Rambo and the Mean Girl are narratives intended as what magicians call misdirection.
The Republican Party has given us a failed war in Iraq. None of the stated Bush administration goals in invading Iraq were ever actually accomplished. No threat from Iraq existed, it was completely unrelated to 9/11,had no serious weaponry or military capability, and is not 'liberated' but rather occupied. The government installed under US auspices is best friends with the ayatollahs in Iran and may actually be taking orders from them on some issues.
McCain wholeheartedly supported that war from before it was launched. Yet McRambo is posing as a challenger of the war, and is rebranding this burned-out hulk of a country that he helped to destroy as a "victory."
The Republican Party gave us a long list of massive scandals, in which the American public was actively stolen from and defrauded, not to mention disenfranchised.

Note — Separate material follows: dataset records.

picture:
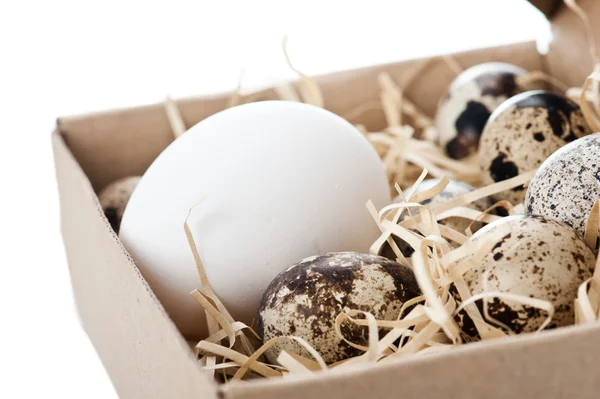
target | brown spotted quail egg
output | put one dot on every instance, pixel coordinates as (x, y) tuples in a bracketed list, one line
[(567, 184), (305, 300), (471, 99), (454, 189), (523, 132), (538, 258), (114, 197)]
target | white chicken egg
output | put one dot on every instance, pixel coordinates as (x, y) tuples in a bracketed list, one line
[(281, 181)]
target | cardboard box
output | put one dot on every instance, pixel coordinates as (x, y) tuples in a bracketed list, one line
[(147, 357)]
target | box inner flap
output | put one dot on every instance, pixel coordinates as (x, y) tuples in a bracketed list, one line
[(569, 58), (121, 143)]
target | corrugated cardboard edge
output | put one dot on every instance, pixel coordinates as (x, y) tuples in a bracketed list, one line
[(556, 364), (547, 7), (140, 347), (114, 144)]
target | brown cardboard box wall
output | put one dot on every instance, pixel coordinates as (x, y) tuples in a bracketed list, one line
[(147, 357)]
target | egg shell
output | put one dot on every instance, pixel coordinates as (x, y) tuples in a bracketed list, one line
[(523, 132), (454, 189), (539, 258), (114, 198), (280, 181), (305, 300), (471, 98), (566, 186)]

That was the point of Jack Abramoff and his pyramid scheme intended to create a permanent Republican majority, so that the hogs at the trough could be propped up there and remain indefinitely a drain on your pocketbook. That was the point of Tom Delay's scam, and the many cases of embezzlement and sheer criminality by Republican lawmakers.

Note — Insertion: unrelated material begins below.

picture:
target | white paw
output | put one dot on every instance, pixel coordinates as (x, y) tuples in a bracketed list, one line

Rambo and the Mean Girl will tell you that they are the squeaky clean Republicans, not like all those other Republicans, and we should focus on them, not on all the crooks.
The Republican Party has massively grown the size of the federal government, including especially of the Pentagon, but Rambo and the Mean Girl are all of a sudden promising to fire every other government employee.
The Republican Party oversaw the mortgage crisis. But won't admit it, and neither will these two.
You want a narrative, about a war hero tortured by the confession he signed, or about a feisty soccer mom who cleaned out the Augean stables of Seward's Ice Box, then you have got it.
You want real policy positions and a rationale for them that goes beyond "I will make my friends rich," then you won't find that in the convention in Minnesota.